KUNJACHAN

Kunjachan uncle is just elder to Papa. He did his Pre-University in St. Joseph's College, Tiruchirappally
and then joined the Jesuits.
He preferred to remain a so called lay-brother.
That means he didn't want to get the priestly ordination,
although he had taken the vows of obedience, poverty and chastity,
just like the religious priests.
The lay-brothers are active everywhere except when the priestly service is required.

Kunjachen uncle is a consummate technician and is the director of a technical school in Sri Lanka.
Sri Lanka, an island worth visiting,
Rev. Br. Philip Panjikaran
will certaily be of service there.

Kunjachan uncle wrote us shortly:
"I am at present working in a technical institute in the north east war torn area of Sri Lanka.
It is an institution run by the combined efforts of the Jesuits and the Methodists of this area.
This place is similar to the Tamil Nadu.
People here speak only Tamil.
I teach systems and methods in the technical school.
I am leaving for my retreat in Kandy.
Kandy is the place where our Panjikaran Achan did his seminary".

ALBUM

In Memoriam

After the eldest of us, our Valliapengal, left us for ever several years ago, now also Kunjachan,
the fifth of us counting from either side, has taken leave of us after a long illness.
His last days were not different from those of Valliapengal, inasmuch as suffering is concerned!
Looking back:
Out of the sheer feeling of unwantedness, out of unspeakable uncertainty about the future
Kunjachan set out from Neelimangalam holding fast to the socius-seat-belt of the Motorcycle that brought him to Esobhavan in Ernakulam.
And that was "vocation"!
Knocking at the door of a seminary, a convent or a monastery is invariably an escape,
can hide a horde of problems with which one was unable to cope with;
but nobody is ready to accept this reality, everybody is convinced: It is a case of genuine vocation!
The feeling of being superfluous, the general disability, being a further burden to the family, and the consequent feeling of rejection
drive many a youth to seek refuge in the bosom of God - a fantacy, preached as a reality by many convinced escapists.
No, even gifted, talented, at times even well-to-do youth leave all the pleasures of life, only to attain to higher pleasures, greater authority and influence.
These are not God's ways, in my opinion.
Kunjachan left home at the age of 17, I guess.
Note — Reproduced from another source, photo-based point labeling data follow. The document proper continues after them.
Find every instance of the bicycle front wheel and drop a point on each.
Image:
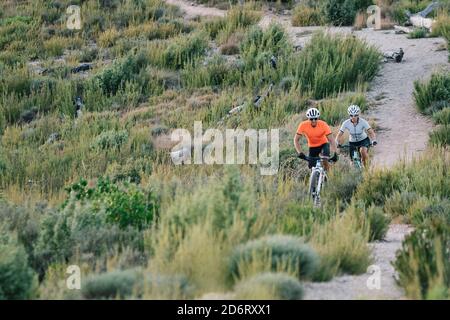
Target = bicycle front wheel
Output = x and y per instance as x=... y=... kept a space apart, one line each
x=313 y=180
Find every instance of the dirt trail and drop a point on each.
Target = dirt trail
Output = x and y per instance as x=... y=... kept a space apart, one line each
x=192 y=9
x=401 y=133
x=350 y=287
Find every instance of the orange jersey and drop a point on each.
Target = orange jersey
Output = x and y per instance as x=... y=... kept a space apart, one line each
x=317 y=135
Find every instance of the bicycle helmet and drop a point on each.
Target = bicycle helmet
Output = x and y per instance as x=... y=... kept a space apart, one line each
x=353 y=110
x=312 y=113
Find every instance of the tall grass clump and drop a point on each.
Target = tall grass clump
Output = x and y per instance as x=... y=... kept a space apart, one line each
x=423 y=263
x=183 y=50
x=426 y=175
x=342 y=246
x=283 y=252
x=343 y=12
x=305 y=15
x=432 y=95
x=334 y=63
x=269 y=286
x=17 y=279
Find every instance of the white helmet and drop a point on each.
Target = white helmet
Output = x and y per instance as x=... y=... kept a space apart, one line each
x=353 y=110
x=312 y=113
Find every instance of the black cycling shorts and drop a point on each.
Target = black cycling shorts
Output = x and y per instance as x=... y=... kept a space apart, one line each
x=316 y=151
x=356 y=145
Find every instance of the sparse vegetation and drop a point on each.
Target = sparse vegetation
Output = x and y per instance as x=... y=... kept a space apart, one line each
x=94 y=185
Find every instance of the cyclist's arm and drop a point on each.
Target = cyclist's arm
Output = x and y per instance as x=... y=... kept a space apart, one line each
x=339 y=137
x=371 y=134
x=297 y=142
x=332 y=142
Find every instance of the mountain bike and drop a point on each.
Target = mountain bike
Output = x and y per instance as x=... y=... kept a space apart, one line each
x=317 y=178
x=355 y=156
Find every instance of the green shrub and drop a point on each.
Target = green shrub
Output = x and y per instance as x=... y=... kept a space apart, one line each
x=304 y=15
x=298 y=219
x=428 y=95
x=424 y=261
x=378 y=186
x=81 y=232
x=129 y=206
x=442 y=116
x=269 y=286
x=17 y=279
x=110 y=285
x=130 y=171
x=345 y=181
x=378 y=223
x=110 y=140
x=399 y=203
x=343 y=12
x=134 y=283
x=284 y=252
x=332 y=63
x=184 y=50
x=417 y=33
x=432 y=209
x=258 y=46
x=341 y=243
x=22 y=221
x=113 y=78
x=88 y=55
x=440 y=136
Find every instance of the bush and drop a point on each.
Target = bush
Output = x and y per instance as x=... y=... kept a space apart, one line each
x=183 y=50
x=378 y=223
x=284 y=252
x=258 y=46
x=110 y=140
x=304 y=15
x=113 y=78
x=108 y=38
x=417 y=33
x=332 y=63
x=442 y=116
x=442 y=25
x=345 y=180
x=81 y=232
x=436 y=89
x=378 y=186
x=269 y=286
x=343 y=12
x=54 y=47
x=135 y=283
x=128 y=206
x=17 y=279
x=298 y=219
x=441 y=136
x=430 y=210
x=115 y=284
x=342 y=246
x=423 y=264
x=399 y=203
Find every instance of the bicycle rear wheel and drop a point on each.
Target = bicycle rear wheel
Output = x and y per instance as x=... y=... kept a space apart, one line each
x=313 y=180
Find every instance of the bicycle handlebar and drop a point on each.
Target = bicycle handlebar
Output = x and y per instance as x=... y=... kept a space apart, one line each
x=308 y=158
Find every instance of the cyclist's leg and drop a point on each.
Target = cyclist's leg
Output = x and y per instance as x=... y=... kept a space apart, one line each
x=364 y=150
x=314 y=153
x=352 y=147
x=326 y=152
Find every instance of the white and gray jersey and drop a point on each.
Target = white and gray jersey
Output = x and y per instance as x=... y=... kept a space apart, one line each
x=357 y=131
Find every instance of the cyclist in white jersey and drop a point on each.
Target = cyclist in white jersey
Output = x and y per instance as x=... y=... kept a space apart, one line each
x=359 y=133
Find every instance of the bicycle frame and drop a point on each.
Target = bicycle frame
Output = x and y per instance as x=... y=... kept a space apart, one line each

A few months before getting 71 he died.
Never was he able to decide for himself, never was he able to live his life as a free and independant human being.
And today there is none left behind whom he could call his own or who is his own flesh and blood!
Is that a life in fulfillment? Did he ever experience heaven?
Oh yes, he has gone to his heavenly reward!!!
That is the greatest nonsense.
You are drilled to believe in such a lie.
Kunjachan however was courageous and indulged in many things, independant of the Jesuits,
and he paid the penalty for it through the way way he was treated in his best years.
Having neglected him in his youth - we were all were happy to profit from him during his active years - we began caring for him in his sickly age
knowing fully well that he is sinking.
No, futile was his life not at all, he lived for God, he prayed for us!!
Another nonsense!
Who says that God demands from us (Vocation?) to quit this world, remain celibate and suffer for him?
This world with all its apparently good and bad things are ultimately God's.
Therefore foresaking it is an escapism, it serves only institutionalised powers of this world.
Well, Kunjachen made the best of his plight.
He did not take so seriously the man-made rules and regulations that had bound him.
Family life was forbidden for him, but he mingled with the families of ours and others, and felt very much at home there.
We loved him for the freedom that he took for himself, and we did not care to question him, although his superiors and many fellow-Jesuits did not spare him.
He would happily have spent his last days with one of our families, but he reconciled hmself to his fate,
that had been holding him fast in its grips since his teens.
The peace and serenity that his face radiated even after he had breathed his last, is not to be interpreted
as a 'halo from heaven' as a reward for all his sufferings before and after joining the order,
but as a sign of the satisfaction or fulfillment in life that he achieved on account of his love for us all.
Let us be realistic!
Let us think of him and remember him as a man of selfless love and dedication.
He rests in peace and his memory is alive in us as long as we
think and speak of him as a man who loved us and this world.
His students are now all over the world, also in Vienna - Simple people from Edathua and the neighbouring villages.
They all speak only of his love for them and his readiness to help.
Kunjachan acquired no academic degree, he founded no religious order or congrrgation, he never touched foreign ground except Sri Lanka (exile!),
he did not have foreign benefactors, he built up no new institution, as a lay-brother he had to spend his life in submission!
All for the greater glory of God!!!
A never ending and totally baffling justification for the life-long crushing of minds and hearts!
Kunjachen needs no statue in Edathua, he needs no canonisation.
All that we are eager to do or to get done for him can only be meaningles;
we really do not know what is now meaninigful for him.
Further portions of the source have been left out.